As a young, idealistic business school graduate, full of energy, looking for adventure, John Lynch made one decision that drastically altered his life’s course.
A native of New Jersey and a graduate of the MBA program at the Wharton School at the University of Pennsylvania, Lynch is the founder, president and Keeper of the Faith at LYNKA, a promotional apparel company located in Krakow, Poland, that offers garments, caps and bags and in-house decoration. But in 1991, freshly graduated from Wharton, he decided to give of his time and hard-earned expertise to the emerging market in Poland.
Two years before, on June 4, 1989, Poland held its first democratic elections since the country had become a Soviet satellite state toward the end of World War II. “Poland really initiated the fall of Communism in Eastern Europe,” says Lynch. “The elections took place in June 1989, the Berlin Wall fell in August, Communism ended in Czechoslovakia before the end of the year. I was one of the first Americans in Poland after the Wall fell, as part of the MBA Enterprise Corps, and I decided to stay permanently to help the Polish people. I came over to witness history, and for an adventure. I never imagined that Communism would fall in my lifetime. So when it did, I went over to help rebuild.”
In 1992, Lynch founded LYNKA in Krakow as a traditional distributorship specializing in apparel.
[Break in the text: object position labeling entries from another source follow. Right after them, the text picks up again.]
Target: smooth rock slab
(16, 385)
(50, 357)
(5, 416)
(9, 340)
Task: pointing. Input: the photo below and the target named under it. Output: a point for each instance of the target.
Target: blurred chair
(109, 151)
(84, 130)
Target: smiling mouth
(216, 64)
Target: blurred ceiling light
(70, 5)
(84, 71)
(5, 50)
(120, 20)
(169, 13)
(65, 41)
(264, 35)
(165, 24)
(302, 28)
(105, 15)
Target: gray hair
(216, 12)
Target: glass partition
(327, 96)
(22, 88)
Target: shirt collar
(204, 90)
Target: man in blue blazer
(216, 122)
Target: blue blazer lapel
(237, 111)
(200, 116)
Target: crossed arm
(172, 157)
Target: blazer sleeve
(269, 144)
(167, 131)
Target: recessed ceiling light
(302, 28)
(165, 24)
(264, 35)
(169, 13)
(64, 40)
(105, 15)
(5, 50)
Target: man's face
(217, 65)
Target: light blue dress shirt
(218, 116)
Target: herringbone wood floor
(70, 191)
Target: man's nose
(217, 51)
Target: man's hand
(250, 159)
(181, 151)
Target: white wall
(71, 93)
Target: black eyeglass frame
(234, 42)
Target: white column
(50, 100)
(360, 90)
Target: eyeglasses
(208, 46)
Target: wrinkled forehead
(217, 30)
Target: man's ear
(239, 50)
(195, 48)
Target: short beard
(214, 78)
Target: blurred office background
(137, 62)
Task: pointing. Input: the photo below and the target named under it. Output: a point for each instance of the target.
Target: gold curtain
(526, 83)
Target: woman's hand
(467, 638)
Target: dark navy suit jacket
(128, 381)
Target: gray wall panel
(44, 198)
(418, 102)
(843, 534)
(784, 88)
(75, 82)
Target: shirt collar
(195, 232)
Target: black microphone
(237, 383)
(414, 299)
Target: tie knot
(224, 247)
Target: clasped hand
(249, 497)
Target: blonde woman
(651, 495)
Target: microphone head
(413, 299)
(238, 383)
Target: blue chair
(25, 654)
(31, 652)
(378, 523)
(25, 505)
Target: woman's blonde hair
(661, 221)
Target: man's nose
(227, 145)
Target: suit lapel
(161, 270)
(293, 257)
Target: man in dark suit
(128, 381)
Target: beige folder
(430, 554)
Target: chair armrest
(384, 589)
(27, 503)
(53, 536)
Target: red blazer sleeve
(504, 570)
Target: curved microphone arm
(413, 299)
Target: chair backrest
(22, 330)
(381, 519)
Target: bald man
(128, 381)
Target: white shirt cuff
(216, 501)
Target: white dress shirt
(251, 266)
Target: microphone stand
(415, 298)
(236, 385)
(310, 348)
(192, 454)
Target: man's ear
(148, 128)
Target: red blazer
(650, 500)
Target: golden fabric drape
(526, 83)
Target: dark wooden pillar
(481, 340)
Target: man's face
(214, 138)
Though Poland certainly wasn’t thought of as a crossroads of enterprise back then, says Lynch, its location has served his company well as a European business. “While Poland is considered part of Eastern Europe, it actually borders Germany to the east,” he says. “Geographically, it’s more Central Europe, so it’s convenient for servicing the entire continent.”
But when Lynch first founded LYNKA, infrastructure was either in its infant stages or completely absent. Phone lines barely existed, to say nothing of delivery services. New employees worked together to build office furniture from scratch. Lynch also had to learn a culture and a language far different from his native English. But even as he mastered the language, experienced employees were hard to come by. When he decided to offer screen-printing, for example, he had to instruct new employees from the ground up since there weren’t any trained printers in the area.
“It was an economy absolutely devastated by Communism,” he says. “There were no staple items in stores. People were still queuing every day for groceries. There were no Western companies here yet, and only the most basic supplies were available. But we saw an opportunity to offer promotional products to new companies looking to market themselves.”
In the years since his arrival, Lynch also founded the American Chamber of Commerce in Krakow in 1994, and has attracted numerous American investors to Poland to further stimulate the economy, among other achievements on behalf of the Polish people.
Almost 25 years after Lynch first arrived in Poland, he has received national recognition from Bronislaw Komorowski, the president of Poland, for his entrepreneurial efforts. Nominated on behalf of the Polish-American business community through U.S. Ambassador to Poland Stephen Mull, and the American Chamber of Commerce in Krakow, Lynch was one of nine nominees who were recently honored with the president’s Gold Cross of Merit, the highest award for both Polish civilians and non-Poles.
“Very few people would have left the comforts of the Philly-Jersey area in 1991 to go to a place that was very dark to help rebuild,” Lynch says. “So this award is really a nice feather in my cap.”